You might get the impression from recent news that the escalating dispute in Washington over immigration policy — the plight of Dreamers, the countervailing nativist demand for less immigration from what the president reportedly calls “shithole countries,” and a hundred other issues — is the main reason for fearing an impasse in spending negotiations and a government shutdown when the current stopgap spending authority expires on January 19.
But there’s another fight going on as well, one that is as important to conservative Republicans as the DACA fight is to liberal Democrats.
Defense hawks in the GOP, who say short-term spending bills cripple the military, are threatening to vote against another stopgap without a long-term deal in hand to increase Pentagon funding.
And while it’s possible the immigration deal can be spun off into onto a separate track that won’t threaten funding for the entire federal government, defense-spending demands cannot really be separated from a spending bill.
The battle lines are pretty clear: A deal is required, supported by 60 Senate votes, to suspend the separate defense and non-defense “spending caps” imposed in 2011 as part of a deal between President Obama and congressional Republicans. Without a suspension of these caps, spending will be subject to automatic cuts — known as a “sequester” — at a time when Congress clearly wants more, not less, spending. But House conservatives are chafing at the usual deal that lets defense and non-defense spending rise together.
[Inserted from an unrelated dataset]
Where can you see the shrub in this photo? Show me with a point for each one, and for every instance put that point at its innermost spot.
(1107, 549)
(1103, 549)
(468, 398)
And Democrats in both chambers are opposing the idea of giving the Pentagon a year-long spending hike even as other types of spending are subjected to another stopgap bill and further negotiations. Add in Democratic DACA demands to the mix, and you’ve got real obstacles to any bill that could temporarily or more permanently avoid a shutdown.
So the GOP congressional leadership is caught between apparently irreconcilable demands from the left and right, and has very little time to resolve it all and get a majority vote from the House and a supermajority in the Senate.
Defense hawks very nearly derailed the last stopgap spending bill just before Christmas. Now they are no longer in the mood to give Paul Ryan and Mitch McConnell their votes without their demands being met, as Politico notes:
Part of GOP leadership’s plea to defense hawks at the time was a promise to have a broader spending deal in hand by the next deadline on Jan. 19. Ryan and his deputies said then that an accord was close, and just one more month of negotiations should finish it up.
Now, one week from that new deadline, there’s little expectation on Capitol Hill that a spending cap deal will be passed by next Friday.
With spending talks seemingly stalled, defense hawks are threatening that they won’t buy leaders more time.
And that’s the rub. Buying more time when a complex deal isn’t complete is the only way to avoid a shutdown that everyone claims they don’t want. But in the end, making a credible threat to shut down the government may be the only way Congress’s warring factions can get their way. That includes the defense hawks who are offended that the military has to suffer through fears about funding like everyone else.